De acordo com números enviados secretamente ao ex-ministro da Saúde José Felix Oletta e vistos pela agência Reuters, o índice de vacinação com a vacina pentalevent, que imuniza crianças contra cinco infeções, incluindo a difteria, baixou para 78 por cento.
"A este ritmo, vamos ver mais doenças, mais mortes, mais médicos a abandonar o país", disse à Reuters o pediatra Hugo Lezama, presidente da associação de médicos de Bolívar. "Aqueles que ficam estão a ficar histéricos a tentar fazer milagres para que os nossos pacientes sobrevivam", afirma.
A crise agrava-se devido a sistema imunitários enfraquecidos, ao colapso do sistema de saúde e ao secretismo com que o Governo envolve toda a questão.
Guerra do pão
No Parlamento venezuelano, a oposição ao Governo de Maduro é maioritária e denuncia um quadro de emergência humanitária com queixas cada vez mais frequentes da população sobre a falta de produtos básicos.
Apesar de reconhecer as falhas, o Executivo venezuelano aponta do dedo a máfias e a boicotes aos programas de ajuda do Governo.
Ainda no domingo, por exemplo, Nicolás Maduro prometeu ganhar a "guerra do pão" e acabar com as filas de horas junto às padarias. Na sua alocução semanal, o Presidente apontou o dedo à "federação dos padeiros de Caracas" que "declarou guerra ao povo".
"Já estamos há meses nisto", disse Maduro.
O Presidente anunciou a intenção de abrir dez mil padarias artesanais em todo o país com a ajuda dos chamados 'comités locais de abastecimento e produção', um programa governamental para entregar alimentos com preços mais baixos.
Os padeiros invocam dificuldades em obter matéria primas devido aos controles do Estado no acesso a divisas para importação. Já o Executivo garante que está a chegar farinha suficiente e denuncia boicotes.
O regresso da difteria
O Governo tem mais dificuldade em explicar o aumento de casos de difteria no país. Tenta por isso esconder o problema.

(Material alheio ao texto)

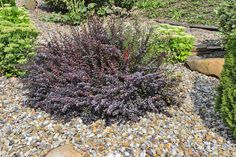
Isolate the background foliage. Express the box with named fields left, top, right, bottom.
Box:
left=217, top=0, right=236, bottom=34
left=136, top=0, right=224, bottom=26
left=42, top=0, right=135, bottom=25
left=0, top=0, right=15, bottom=6
left=0, top=6, right=38, bottom=77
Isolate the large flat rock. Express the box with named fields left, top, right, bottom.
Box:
left=187, top=57, right=224, bottom=78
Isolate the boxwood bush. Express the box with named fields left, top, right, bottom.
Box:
left=0, top=6, right=38, bottom=77
left=216, top=30, right=236, bottom=139
left=217, top=0, right=236, bottom=34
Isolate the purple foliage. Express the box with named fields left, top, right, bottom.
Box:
left=24, top=17, right=180, bottom=124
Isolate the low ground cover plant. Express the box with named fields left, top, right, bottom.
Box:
left=217, top=0, right=236, bottom=34
left=0, top=6, right=38, bottom=77
left=216, top=30, right=236, bottom=139
left=24, top=17, right=182, bottom=124
left=136, top=0, right=224, bottom=26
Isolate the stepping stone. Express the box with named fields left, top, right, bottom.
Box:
left=187, top=56, right=224, bottom=78
left=45, top=144, right=84, bottom=157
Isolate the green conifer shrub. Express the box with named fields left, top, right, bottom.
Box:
left=215, top=30, right=236, bottom=139
left=0, top=6, right=38, bottom=77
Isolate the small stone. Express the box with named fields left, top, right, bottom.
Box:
left=166, top=143, right=172, bottom=150
left=217, top=136, right=224, bottom=143
left=205, top=133, right=214, bottom=141
left=187, top=148, right=193, bottom=156
left=122, top=142, right=130, bottom=147
left=41, top=121, right=50, bottom=127
left=140, top=150, right=146, bottom=157
left=97, top=145, right=105, bottom=153
left=4, top=125, right=12, bottom=135
left=171, top=147, right=177, bottom=156
left=124, top=151, right=130, bottom=156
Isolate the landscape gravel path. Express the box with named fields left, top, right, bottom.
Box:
left=1, top=64, right=236, bottom=156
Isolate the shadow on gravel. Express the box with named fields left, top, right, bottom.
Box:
left=190, top=75, right=235, bottom=143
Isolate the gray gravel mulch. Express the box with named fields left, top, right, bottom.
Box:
left=1, top=64, right=236, bottom=156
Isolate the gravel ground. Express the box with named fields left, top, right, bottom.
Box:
left=1, top=8, right=233, bottom=156
left=1, top=64, right=236, bottom=156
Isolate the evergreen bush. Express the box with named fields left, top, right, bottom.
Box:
left=215, top=30, right=236, bottom=139
left=0, top=6, right=38, bottom=77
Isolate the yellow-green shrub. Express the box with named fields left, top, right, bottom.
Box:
left=146, top=24, right=195, bottom=63
left=0, top=6, right=38, bottom=77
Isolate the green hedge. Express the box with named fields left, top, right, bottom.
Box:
left=216, top=30, right=236, bottom=139
left=146, top=24, right=195, bottom=63
left=0, top=6, right=38, bottom=77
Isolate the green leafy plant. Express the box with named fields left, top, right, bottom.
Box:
left=42, top=0, right=89, bottom=25
left=217, top=0, right=236, bottom=34
left=42, top=0, right=136, bottom=25
left=43, top=0, right=67, bottom=9
left=0, top=6, right=38, bottom=77
left=215, top=29, right=236, bottom=139
left=145, top=24, right=195, bottom=63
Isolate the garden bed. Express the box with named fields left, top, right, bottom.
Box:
left=0, top=2, right=235, bottom=156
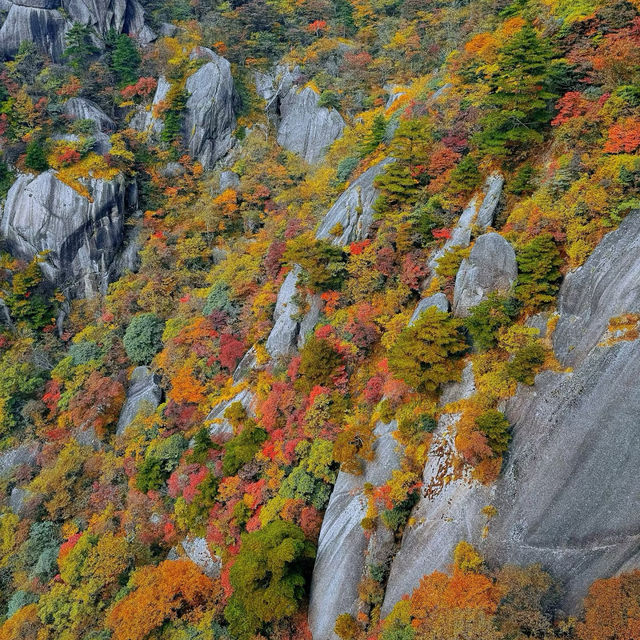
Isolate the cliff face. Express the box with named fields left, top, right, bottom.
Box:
left=0, top=0, right=152, bottom=61
left=381, top=210, right=640, bottom=615
left=1, top=171, right=129, bottom=298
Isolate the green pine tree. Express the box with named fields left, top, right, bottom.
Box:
left=514, top=233, right=563, bottom=310
left=63, top=22, right=99, bottom=71
left=111, top=34, right=141, bottom=87
left=473, top=23, right=557, bottom=161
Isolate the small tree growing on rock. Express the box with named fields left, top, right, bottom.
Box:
left=388, top=306, right=467, bottom=393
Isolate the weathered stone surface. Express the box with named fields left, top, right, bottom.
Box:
left=183, top=50, right=236, bottom=169
left=428, top=172, right=505, bottom=275
left=62, top=0, right=140, bottom=35
left=1, top=170, right=128, bottom=298
left=130, top=75, right=170, bottom=135
left=409, top=292, right=449, bottom=325
left=297, top=293, right=322, bottom=349
left=63, top=97, right=115, bottom=132
left=384, top=211, right=640, bottom=614
left=309, top=420, right=401, bottom=640
left=219, top=170, right=239, bottom=192
left=265, top=266, right=301, bottom=358
left=382, top=363, right=481, bottom=614
left=0, top=442, right=40, bottom=479
left=277, top=86, right=345, bottom=164
left=181, top=537, right=221, bottom=578
left=452, top=232, right=517, bottom=316
left=254, top=64, right=300, bottom=120
left=116, top=366, right=162, bottom=436
left=62, top=97, right=114, bottom=154
left=0, top=4, right=67, bottom=60
left=12, top=0, right=59, bottom=9
left=476, top=172, right=504, bottom=229
left=206, top=387, right=254, bottom=438
left=316, top=158, right=392, bottom=246
left=552, top=211, right=640, bottom=366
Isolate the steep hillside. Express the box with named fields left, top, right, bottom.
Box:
left=1, top=1, right=640, bottom=640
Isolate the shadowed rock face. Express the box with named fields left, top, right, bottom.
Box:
left=131, top=50, right=236, bottom=169
left=309, top=420, right=401, bottom=640
left=1, top=171, right=128, bottom=298
left=265, top=266, right=302, bottom=359
left=452, top=232, right=517, bottom=317
left=0, top=4, right=67, bottom=60
left=62, top=97, right=115, bottom=154
left=382, top=210, right=640, bottom=615
left=277, top=86, right=345, bottom=164
left=0, top=0, right=153, bottom=62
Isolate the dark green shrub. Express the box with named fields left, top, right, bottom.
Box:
left=123, top=313, right=165, bottom=364
left=475, top=409, right=511, bottom=455
left=224, top=520, right=315, bottom=639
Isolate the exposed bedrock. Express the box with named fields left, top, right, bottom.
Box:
left=382, top=210, right=640, bottom=614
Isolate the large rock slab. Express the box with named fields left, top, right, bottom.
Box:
left=452, top=232, right=517, bottom=316
left=183, top=49, right=236, bottom=169
left=63, top=97, right=114, bottom=154
left=63, top=97, right=115, bottom=132
left=265, top=266, right=301, bottom=359
left=309, top=420, right=401, bottom=640
left=277, top=86, right=345, bottom=164
left=315, top=158, right=392, bottom=246
left=0, top=4, right=67, bottom=60
left=382, top=363, right=481, bottom=614
left=552, top=211, right=640, bottom=366
left=0, top=0, right=152, bottom=62
left=383, top=210, right=640, bottom=614
left=116, top=366, right=162, bottom=436
left=1, top=170, right=128, bottom=298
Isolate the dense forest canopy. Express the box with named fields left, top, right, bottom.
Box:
left=0, top=0, right=640, bottom=639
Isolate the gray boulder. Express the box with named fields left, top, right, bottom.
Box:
left=316, top=158, right=392, bottom=245
left=219, top=170, right=239, bottom=192
left=0, top=4, right=67, bottom=60
left=183, top=50, right=236, bottom=169
left=309, top=419, right=401, bottom=640
left=452, top=232, right=517, bottom=316
left=116, top=366, right=162, bottom=436
left=1, top=170, right=128, bottom=298
left=277, top=86, right=345, bottom=164
left=63, top=97, right=115, bottom=133
left=181, top=536, right=221, bottom=578
left=428, top=172, right=504, bottom=275
left=254, top=64, right=301, bottom=121
left=63, top=97, right=114, bottom=154
left=265, top=266, right=301, bottom=358
left=61, top=0, right=149, bottom=37
left=409, top=292, right=449, bottom=325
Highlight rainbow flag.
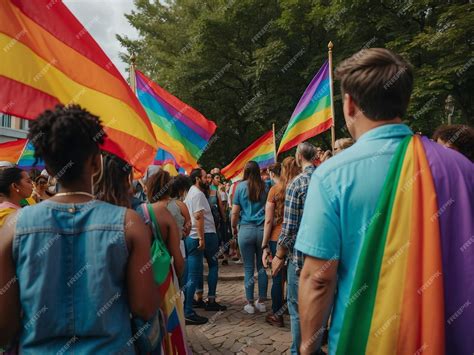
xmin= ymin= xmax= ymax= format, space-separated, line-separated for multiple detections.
xmin=278 ymin=61 xmax=332 ymax=154
xmin=17 ymin=140 xmax=45 ymax=170
xmin=336 ymin=135 xmax=474 ymax=355
xmin=0 ymin=138 xmax=27 ymax=164
xmin=154 ymin=148 xmax=180 ymax=176
xmin=135 ymin=70 xmax=217 ymax=171
xmin=222 ymin=130 xmax=275 ymax=180
xmin=0 ymin=1 xmax=157 ymax=173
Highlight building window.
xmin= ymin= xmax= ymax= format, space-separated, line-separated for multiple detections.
xmin=20 ymin=119 xmax=29 ymax=130
xmin=1 ymin=114 xmax=11 ymax=128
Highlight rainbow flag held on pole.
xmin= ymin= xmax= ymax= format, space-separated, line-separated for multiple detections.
xmin=0 ymin=0 xmax=157 ymax=174
xmin=154 ymin=148 xmax=180 ymax=176
xmin=17 ymin=140 xmax=45 ymax=170
xmin=222 ymin=130 xmax=275 ymax=180
xmin=278 ymin=61 xmax=333 ymax=154
xmin=0 ymin=138 xmax=27 ymax=164
xmin=135 ymin=70 xmax=217 ymax=172
xmin=335 ymin=135 xmax=474 ymax=355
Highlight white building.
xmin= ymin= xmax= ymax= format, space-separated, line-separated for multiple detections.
xmin=0 ymin=113 xmax=29 ymax=144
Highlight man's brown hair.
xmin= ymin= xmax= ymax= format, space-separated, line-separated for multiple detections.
xmin=335 ymin=48 xmax=414 ymax=120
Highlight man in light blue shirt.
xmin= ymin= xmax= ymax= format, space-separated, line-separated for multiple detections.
xmin=294 ymin=48 xmax=416 ymax=354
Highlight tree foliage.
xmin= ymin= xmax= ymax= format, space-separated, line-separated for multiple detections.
xmin=118 ymin=0 xmax=474 ymax=169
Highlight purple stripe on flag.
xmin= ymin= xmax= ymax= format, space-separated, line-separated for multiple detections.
xmin=291 ymin=61 xmax=329 ymax=119
xmin=136 ymin=74 xmax=212 ymax=141
xmin=422 ymin=137 xmax=474 ymax=355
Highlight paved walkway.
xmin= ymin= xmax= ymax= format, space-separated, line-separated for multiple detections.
xmin=186 ymin=260 xmax=292 ymax=354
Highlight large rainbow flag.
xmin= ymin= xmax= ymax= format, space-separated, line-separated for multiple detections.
xmin=221 ymin=130 xmax=275 ymax=180
xmin=135 ymin=70 xmax=217 ymax=171
xmin=335 ymin=135 xmax=474 ymax=355
xmin=278 ymin=61 xmax=332 ymax=154
xmin=0 ymin=0 xmax=157 ymax=173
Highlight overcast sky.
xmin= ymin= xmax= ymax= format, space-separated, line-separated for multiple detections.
xmin=63 ymin=0 xmax=139 ymax=78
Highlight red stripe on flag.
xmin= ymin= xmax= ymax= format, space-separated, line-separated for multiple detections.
xmin=0 ymin=76 xmax=60 ymax=119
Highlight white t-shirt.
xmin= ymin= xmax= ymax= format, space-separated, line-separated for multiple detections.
xmin=184 ymin=185 xmax=216 ymax=238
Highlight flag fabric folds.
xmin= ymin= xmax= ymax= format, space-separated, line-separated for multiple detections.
xmin=278 ymin=61 xmax=333 ymax=154
xmin=0 ymin=138 xmax=27 ymax=164
xmin=135 ymin=70 xmax=217 ymax=172
xmin=336 ymin=135 xmax=474 ymax=355
xmin=0 ymin=0 xmax=157 ymax=173
xmin=221 ymin=130 xmax=275 ymax=180
xmin=154 ymin=148 xmax=180 ymax=176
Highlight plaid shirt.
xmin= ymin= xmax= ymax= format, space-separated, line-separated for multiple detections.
xmin=277 ymin=165 xmax=315 ymax=270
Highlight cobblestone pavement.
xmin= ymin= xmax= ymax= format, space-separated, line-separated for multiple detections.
xmin=186 ymin=263 xmax=292 ymax=354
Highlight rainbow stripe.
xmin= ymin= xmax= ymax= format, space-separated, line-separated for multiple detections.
xmin=278 ymin=61 xmax=332 ymax=154
xmin=222 ymin=130 xmax=275 ymax=180
xmin=336 ymin=135 xmax=474 ymax=354
xmin=0 ymin=0 xmax=157 ymax=173
xmin=17 ymin=140 xmax=44 ymax=170
xmin=154 ymin=148 xmax=180 ymax=176
xmin=135 ymin=70 xmax=217 ymax=172
xmin=0 ymin=138 xmax=27 ymax=163
xmin=158 ymin=270 xmax=189 ymax=354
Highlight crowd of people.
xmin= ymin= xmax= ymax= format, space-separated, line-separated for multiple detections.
xmin=0 ymin=48 xmax=473 ymax=355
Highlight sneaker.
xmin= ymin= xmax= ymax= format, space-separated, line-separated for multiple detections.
xmin=205 ymin=300 xmax=227 ymax=311
xmin=265 ymin=313 xmax=284 ymax=327
xmin=192 ymin=299 xmax=206 ymax=308
xmin=254 ymin=301 xmax=266 ymax=312
xmin=243 ymin=304 xmax=255 ymax=314
xmin=235 ymin=258 xmax=243 ymax=264
xmin=185 ymin=313 xmax=208 ymax=325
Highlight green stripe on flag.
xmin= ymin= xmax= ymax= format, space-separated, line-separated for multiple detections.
xmin=336 ymin=135 xmax=412 ymax=355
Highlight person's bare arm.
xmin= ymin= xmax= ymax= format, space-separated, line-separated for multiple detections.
xmin=0 ymin=213 xmax=21 ymax=346
xmin=299 ymin=256 xmax=338 ymax=355
xmin=262 ymin=201 xmax=275 ymax=247
xmin=177 ymin=200 xmax=191 ymax=237
xmin=230 ymin=204 xmax=240 ymax=237
xmin=194 ymin=209 xmax=205 ymax=250
xmin=125 ymin=209 xmax=161 ymax=320
xmin=155 ymin=206 xmax=185 ymax=277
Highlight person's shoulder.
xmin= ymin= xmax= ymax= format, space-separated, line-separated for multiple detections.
xmin=422 ymin=136 xmax=474 ymax=173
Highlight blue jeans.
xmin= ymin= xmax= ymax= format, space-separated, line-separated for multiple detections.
xmin=238 ymin=224 xmax=268 ymax=302
xmin=269 ymin=241 xmax=284 ymax=314
xmin=184 ymin=233 xmax=219 ymax=316
xmin=288 ymin=261 xmax=300 ymax=354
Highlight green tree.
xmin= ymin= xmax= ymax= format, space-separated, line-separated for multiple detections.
xmin=119 ymin=0 xmax=473 ymax=168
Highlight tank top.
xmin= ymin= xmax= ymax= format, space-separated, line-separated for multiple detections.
xmin=166 ymin=198 xmax=185 ymax=239
xmin=13 ymin=200 xmax=134 ymax=354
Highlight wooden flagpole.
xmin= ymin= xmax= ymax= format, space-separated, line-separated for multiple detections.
xmin=272 ymin=123 xmax=277 ymax=163
xmin=16 ymin=139 xmax=29 ymax=165
xmin=129 ymin=52 xmax=137 ymax=94
xmin=328 ymin=41 xmax=336 ymax=154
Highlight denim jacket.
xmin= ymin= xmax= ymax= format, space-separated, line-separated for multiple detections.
xmin=13 ymin=200 xmax=134 ymax=354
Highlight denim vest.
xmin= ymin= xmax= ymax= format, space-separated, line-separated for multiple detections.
xmin=13 ymin=200 xmax=134 ymax=354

A bactéria da difteria, que causa a inflamação grave das vias respiratórias superiores, fechando-as até ao sufoco, ressurgiu em 2016, provavelmente nas minas de ouro ilegais do estado de Bolivar, que atraem milhares de venezuelanos como forma de trocar as voltas à pobreza crescente.
Ao regressar a casa, os mineiros espalham a bactéria pelas suas famílias, enfraquecidas pela escassez de alimentos (poucas conseguem fazer três refeições diárias) pela higiene fraca, devido ao colapso das redes sanitárias e à escassez de produtos de higiene, e à inflação galopante.
Morreram pelo menos duas crianças o ano passado e os casos de difteria começam a aparecer em meia dúzia de outros estados, incluindo Caracas, afirmam associações médicas. Muitos que chegam aos hospitais são mal diagnosticados e, quando a doença é finalmente identificada, os medicamentos necessários são insuficientes.
"O fato de as pessoas não saberem ajuda a espalhar a bactéria", afirmou o epidemiologista Juilo Castro, que tem vindo a acompanhar os casos.
Em outubro, Nicolás Maduro afirmou que não havia provas de casos de difteria e deixou avisos a quem procura espalhar "o pânico". Desde então o Executivo informou a Organização Mundial de Saúde da ocorrência de 20 casos confirmados e de cinco mortes.